The success and repetition of the ban elsewhere have obscured the fact that it was not inevitable. New York, San Francisco and other cities in North America had introduced bans and some British cities planned to follow suit – but even with mounting evidence of harm from passive smoke, few thought a nationwide ban was feasible.

They couldn’t have been more wrong. Shortly after Ireland, Norway became the second country to introduce a smoking ban in the workplace in 2004, followed within four years by Sweden, New Zealand, Italy, Great Britain, France, eleven German states and India. Today, more than 70 countries ban smoking in workplaces and public places.

A smoker in a pub in Dublin in January 2003, on the day Michel Martin announced the smoking ban. Photo: John Cogill/AP

But at the time in Ireland it seemed a distant, even bizarre, proposition. Activists have been lobbying for greater restrictions for a decade. A voluntary code from 1992 was widely ignored, even though smoking was the leading cause of preventable deaths.

However, a 1999 legislative committee report documented the effect of environmental tobacco smoke, paving the way for a national anti-smoking strategy.

A champion was found in Power, a civil service veteran from County Tipperary who sat in the public health division and had a reputation for being unorthodox and idiosyncratic.

When Martin became health minister in a Fianna Fáil government in 2000, Power urged him to focus on tobacco. “We actually went ahead with it straight away. I was ready for this,” says Martin, who is now foreign minister and tánaiste (deputy prime minister).
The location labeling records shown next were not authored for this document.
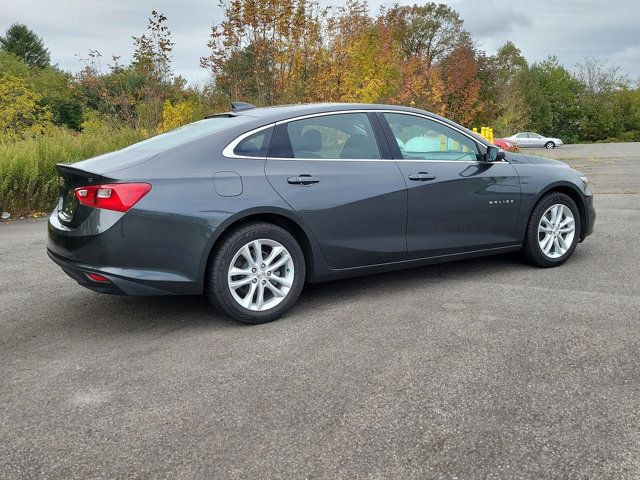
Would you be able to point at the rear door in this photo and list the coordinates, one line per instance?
(456, 203)
(334, 172)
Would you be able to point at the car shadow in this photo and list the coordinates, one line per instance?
(119, 315)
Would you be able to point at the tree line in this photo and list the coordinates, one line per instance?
(271, 52)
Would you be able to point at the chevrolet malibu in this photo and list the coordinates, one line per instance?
(247, 206)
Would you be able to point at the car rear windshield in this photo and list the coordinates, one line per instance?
(187, 133)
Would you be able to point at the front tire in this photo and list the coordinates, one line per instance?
(256, 273)
(553, 231)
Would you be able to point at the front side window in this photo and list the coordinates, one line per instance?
(419, 138)
(346, 136)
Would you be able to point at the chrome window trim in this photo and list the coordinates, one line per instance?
(228, 150)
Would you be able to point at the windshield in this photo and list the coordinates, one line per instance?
(187, 133)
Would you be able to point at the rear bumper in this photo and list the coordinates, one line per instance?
(129, 251)
(125, 281)
(590, 217)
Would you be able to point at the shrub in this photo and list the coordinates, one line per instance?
(27, 167)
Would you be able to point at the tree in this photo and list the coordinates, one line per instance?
(461, 85)
(25, 44)
(152, 64)
(21, 114)
(551, 95)
(431, 31)
(503, 85)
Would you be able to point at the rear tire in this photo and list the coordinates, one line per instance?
(553, 231)
(241, 282)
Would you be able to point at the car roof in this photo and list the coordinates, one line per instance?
(284, 112)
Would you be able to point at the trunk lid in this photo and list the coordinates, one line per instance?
(91, 172)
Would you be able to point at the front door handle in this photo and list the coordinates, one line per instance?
(303, 179)
(422, 176)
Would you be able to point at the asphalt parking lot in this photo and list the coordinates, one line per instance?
(478, 369)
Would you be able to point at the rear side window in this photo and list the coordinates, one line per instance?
(255, 145)
(187, 133)
(419, 138)
(345, 136)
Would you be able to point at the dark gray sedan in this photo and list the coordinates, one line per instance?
(249, 205)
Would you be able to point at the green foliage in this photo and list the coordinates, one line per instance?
(53, 87)
(27, 167)
(21, 114)
(25, 44)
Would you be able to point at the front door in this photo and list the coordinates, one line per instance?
(333, 172)
(456, 202)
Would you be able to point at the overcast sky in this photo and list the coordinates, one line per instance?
(570, 29)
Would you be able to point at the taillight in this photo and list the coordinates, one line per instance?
(114, 196)
(98, 278)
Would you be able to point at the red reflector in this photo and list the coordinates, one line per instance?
(97, 278)
(114, 196)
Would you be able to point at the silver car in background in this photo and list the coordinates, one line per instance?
(534, 140)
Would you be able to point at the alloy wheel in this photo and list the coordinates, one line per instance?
(556, 230)
(261, 274)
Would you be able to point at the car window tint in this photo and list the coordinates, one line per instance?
(347, 136)
(422, 139)
(255, 145)
(187, 133)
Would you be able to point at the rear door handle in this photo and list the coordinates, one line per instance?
(303, 179)
(422, 177)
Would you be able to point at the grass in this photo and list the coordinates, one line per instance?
(28, 179)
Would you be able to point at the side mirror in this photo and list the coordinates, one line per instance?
(493, 154)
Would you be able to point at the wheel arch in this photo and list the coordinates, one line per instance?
(574, 193)
(284, 219)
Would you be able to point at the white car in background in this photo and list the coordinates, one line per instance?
(534, 140)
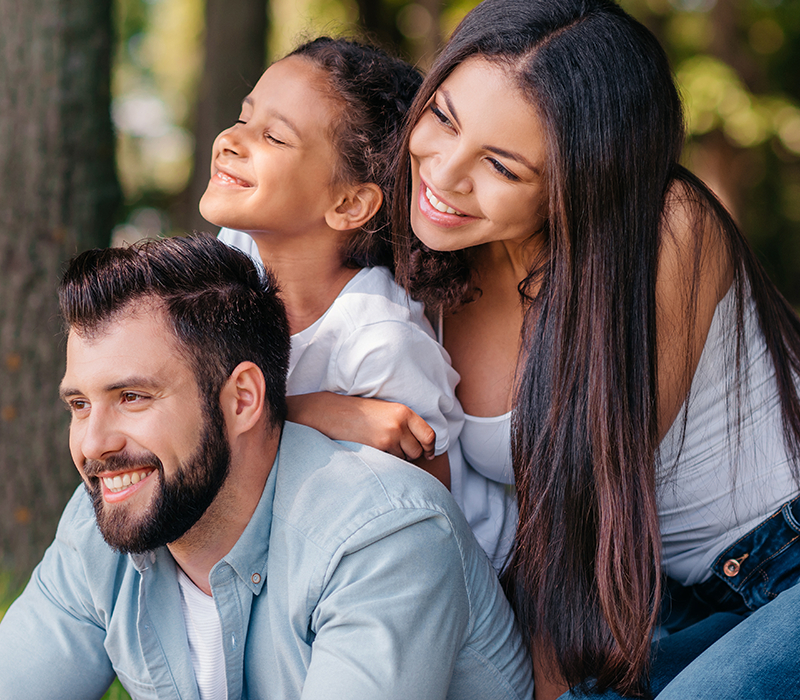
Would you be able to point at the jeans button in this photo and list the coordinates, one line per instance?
(731, 567)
Martin doubted that the Ministry of Health would have the necessary diligence, so he appointed Power to head a newly created tobacco control agency. “That meant we could hire people to do research. It gave us the opportunity to tackle the problem,” he says.

The minister and the official drafted legislation, commissioned a working group to study evidence of passive smoking, and forged alliances with ASH and other advocacy groups.

“Because Tom Power was there, there was no dust to collect,” says Wally Young, who advised ASH and is now a board member of the Irish Heart Foundation. “He was like an engineer in the background and had the knowledge to make it happen.”

When Martin announced the proposed ban to colleagues in January 2003, there was disquiet, not least from the Taoiseach. “There was some panic around the cabinet. I remember Bertie Ahern running down the stairs after me and saying, ‘When will that be implemented?’”

The scheduled date was January 1, 2004. A group called the Irish Hospitality Industry Alliance led the resistance, saying the ban would kill pubs and restaurants and destroy jobs. It hired four of Dublin’s leading law firms and received some support from the media. Martin says: “You see all these columns appearing in tabloids. You create this idea of ​​incompetence, madness, nanny state-ism and you try to undermine the credibility of the proposal.”

Advocates suspected – but could not prove – that the group was a proxy for the tobacco industry. It responded by enlisting the support of health boards, the Asthma Society, the Cancer Society, academics and trade unions representing hospitality workers forced to inhale second-hand smoke.

“It created a really important coalition that was bigger than the tobacco industry and the vintners combined,” says Young.

Opposition parties supported the ban, but Martin faced opposition in Fianna Fáil, prompting him to appoint a heart surgeon as an honorary member so he could address a party conference. He received a standing ovation.

Micheál Martin, Ireland’s foreign minister and tánaiste, has plaques in his office marking the 2004 smoking ban. Photo: Rory Carroll/The Guardian

Germany and Austria postponed the ban citing a possible impact on the EU’s single market, pushing back D-Day by three months to March 29. “A blessing in disguise. The weather was much better,” says Martin.

Yet there was nervousness about whether smokers would step outside to smoke – and whether pubs would force them. Early that morning, radio station 2FM sent an undercover reporter to a harbor café. She sat down at the bar and opened a pack of cigarettes as if to light it, prompting a reprimand from the bar staff.

“We welcomed it,” Martin recalls. “We said, ‘This is it – we’re on our way here’.”